AWS Machine Learning Blog

Using Amazon Polly to Provide Real-Time Home Monitoring Alerts

This is a guest blog post by Siva K. Syamala, Senior Developer from Y-cam Solutions. In their own words, “Y-cam is a provider of high quality security video solutions, our vision is to make smart home security easy and accessible to all.”

Home security is a very important constituent in home automation and the use of the Internet of Things. Y-cam Solutions Limited, with the help of Amazon as a backbone, has delivered a smart security system that can be monitored and controlled from anywhere in the world with a smart phone. To improve the alerts, notifications, and the way to control the system, Y-cam uses Amazon Polly to provide a first class AI service where the user interacts with the security system through speech.

How our service works

When the alarm is triggered, we notify our customers with a voice call through Twilio. After the call is established, Twilio steps through the TwiML instructions and uses synthesized speech retrieved from Amazon Polly to start streaming to the customer. Call recipients respond by pressing buttons on their mobile phone keypad (DTMF codes). Depending on the DTMF codes, our service takes the specified action and returns the TwiML instructions for synthesized speech retrieval from Amazon Polly. To sound like a realistic conversation, it’s essential that Amazon Polly responds quickly. Delays and waiting can cause frustration and increase the likelihood of the recipient hanging up.

Below is a sample audio clip of a phone call to customer when an alarm is triggered.

 

Architecture

 

Calling Amazon Polly

The following Java code shows requesting the synthesized speech from Amazon Polly and storing it in an S3 bucket.

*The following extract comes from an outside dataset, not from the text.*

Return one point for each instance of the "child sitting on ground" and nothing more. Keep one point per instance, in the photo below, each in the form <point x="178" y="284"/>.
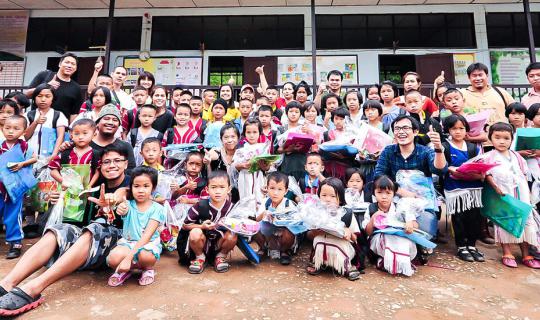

public String convertTextToSpeech(final String text, final String polyVoiceId) {
	log.info("Converting " + text + " to speech");
	// Create speech synthesis request.
	SynthesizeSpeechRequest synthesizeSpeechRequest = new SynthesizeSpeechRequest()
	.withText(text)
	.withVoiceId(polyVoiceId)
	.withOutputFormat(OutputFormat.Mp3);

	// Get the synthesized speech audio stream.
	SynthesizeSpeechResult synthesizeSpeechResult = awsPollyClient.synthesizeSpeech(synthesizeSpeechRequest);
		
	// store audio stream of Polly to S3 as an MP3 file
	byte[] bytes = null;
	try {
		bytes = IOUtils.toByteArray(synthesizeSpeechResult.getAudioStream());
	} catch (IOException e) {
		log.error("Could not get bytes from the audio stream " + e.getMessage());
	}
		
	ObjectMetadata omd = new ObjectMetadata();
	omd.setContentType(synthesizeSpeechResult.getContentType());
	omd.setContentLength(bytes.length);
	ByteArrayInputStream byteArrayInputStream = new ByteArrayInputStream(bytes);
	String fileName = getRandomString();
	final PutObjectRequest s3Put = new PutObjectRequest(pollySpeechBucket, fileName, byteArrayInputStream, omd).withCannedAcl(CannedAccessControlList.PublicRead);

	amazonS3Client.putObject(s3Put);

	return S3URL;
}

 

Why Amazon Polly?

Before using Amazon Polly, we used a different TTS provider that had an unrealistic voice and problems with scalability. Clearly, a robotic voice won’t be a good customer experience. We want the voice to be more natural and human. Amazon Polly provided us with a very simple, flexible, natural and scalable text-to-speech solution at low cost. Also, Amazon Polly supports different voices and languages. Amazon Polly could process data in milliseconds so that our customers don’t need to wait for a long time for the response.

Future developments

We are planning to use Amazon Lex in the future, so that customers can issue controlled commands to their home security system instead of pressing DTML codes. Amazon Lex provides the deep learning functionalities of automatic speech recognition (ASR) for converting speech to text, and natural language understanding (NLU) to recognize the intent of the text. The goal is to enable a full-voice user interface for our users.